Capital Market: ” Score 25/100, The scrip was trading around Rs 21 on 14 July 2020. However, all new marquee investors, whose investments is breathing life, invested at Rs 10 in March 2020 when the scrip was trading at more than Rs 25. In fact, capital was being sought, without success, for the past several months to raise equity around prevailing market prices.”Choice Broking: ” “Subscribe with Caution to Rossari Biotech Ltd. Long term play but fairly value.”

Dalal Street Journal: ” The offer is being made at almost 40 per cent discount to the current share price of the bank. Despite such a discount, the offer is available at more than 0.8 times the post-issue price to book value. It will become even more if we adjust book value for non-performing assets (NPAs). There are many banks that are available at a better valuation to choose from. Therefore, you can skip this issue. “

GEPL Capital: “Yes Bank’s capital raise augments its CET-1 ratio to 9.9% from 6.3%, which can further give positive outlook to credit fundamentals. An improvement in provision coverage to 74% (comparable to other private banks) indicates that the legacy stress in assets has been well provided for. The offer is priced at a discount to its book value priced at ~0.7 x its book value as on Mar FY20, which captures the lockdown induced stress risk on collections, and existing loans. We assign a Subscribe rating to the FPO..”

Macquarie : “maintained an ‘underperform’ rating to the Yes Bank stock with a target price of Rs 8 a piece, a downside of 62 per cent from yesterday’s close. Yes Bank also has not been making much of an operating profit for the past two quarters. There has been a flight of deposits both for retail and corporate deposits as of March 2020 for Yes Bank. A lock-in on salaries expires in a year, as per the restructuring arrangement, which could potentially see employees, including members of the sales force and senior management, leave the bank”

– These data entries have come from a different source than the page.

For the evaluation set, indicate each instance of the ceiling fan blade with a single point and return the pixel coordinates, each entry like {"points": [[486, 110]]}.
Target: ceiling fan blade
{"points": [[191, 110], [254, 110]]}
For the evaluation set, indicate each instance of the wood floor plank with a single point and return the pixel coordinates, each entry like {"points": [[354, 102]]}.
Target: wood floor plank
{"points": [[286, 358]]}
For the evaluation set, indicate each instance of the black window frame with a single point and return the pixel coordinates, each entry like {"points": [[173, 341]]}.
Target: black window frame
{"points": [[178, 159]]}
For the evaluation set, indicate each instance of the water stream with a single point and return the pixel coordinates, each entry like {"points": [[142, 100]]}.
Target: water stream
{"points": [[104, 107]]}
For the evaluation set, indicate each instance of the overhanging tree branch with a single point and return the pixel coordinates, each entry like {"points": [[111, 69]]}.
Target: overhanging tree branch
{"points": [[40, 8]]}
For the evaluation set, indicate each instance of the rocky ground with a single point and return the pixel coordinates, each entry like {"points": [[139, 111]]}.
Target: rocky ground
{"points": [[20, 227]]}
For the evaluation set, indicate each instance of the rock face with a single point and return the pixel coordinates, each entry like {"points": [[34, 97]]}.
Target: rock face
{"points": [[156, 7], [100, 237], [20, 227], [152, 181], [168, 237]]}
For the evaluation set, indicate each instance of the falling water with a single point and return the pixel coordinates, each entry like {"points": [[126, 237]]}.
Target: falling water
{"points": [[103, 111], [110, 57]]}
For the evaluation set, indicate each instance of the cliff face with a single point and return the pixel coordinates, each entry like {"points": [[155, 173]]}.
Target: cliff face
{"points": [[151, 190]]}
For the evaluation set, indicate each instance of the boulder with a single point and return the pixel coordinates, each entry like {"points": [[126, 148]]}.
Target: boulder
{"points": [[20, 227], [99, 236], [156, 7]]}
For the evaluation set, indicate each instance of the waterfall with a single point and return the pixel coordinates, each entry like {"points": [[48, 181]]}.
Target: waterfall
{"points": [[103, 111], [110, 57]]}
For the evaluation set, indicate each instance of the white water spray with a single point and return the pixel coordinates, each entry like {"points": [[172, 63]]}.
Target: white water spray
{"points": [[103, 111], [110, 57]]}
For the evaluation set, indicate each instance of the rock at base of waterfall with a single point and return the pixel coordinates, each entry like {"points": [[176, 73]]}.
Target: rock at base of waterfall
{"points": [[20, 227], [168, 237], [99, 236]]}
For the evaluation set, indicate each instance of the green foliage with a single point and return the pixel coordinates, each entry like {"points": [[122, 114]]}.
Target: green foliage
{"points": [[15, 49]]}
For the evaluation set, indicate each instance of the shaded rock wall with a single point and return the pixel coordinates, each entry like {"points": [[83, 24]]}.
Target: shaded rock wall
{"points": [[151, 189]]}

SMC : “Yes Bank continues to have a sizable stress book and hence provisions in the coming quarters will continue to remain elevated, thus restricting it from showing in any improved financials. Further the FPO will result in massive dilution in existing equity and even if the bank turns around it will struggle on the ROAand ROE front, this justifies the lower valuations for the bank.”

SP Tulsiyan website: “FPO is being undertaken to provide the bank some capital. However, fundamentals are still weak and Rs. 15,000 crore fund infusion will not improve that anytime soon. We advise an ‘avoid’. Do not get lured by the FPO price being a 38% discount to the current market price.”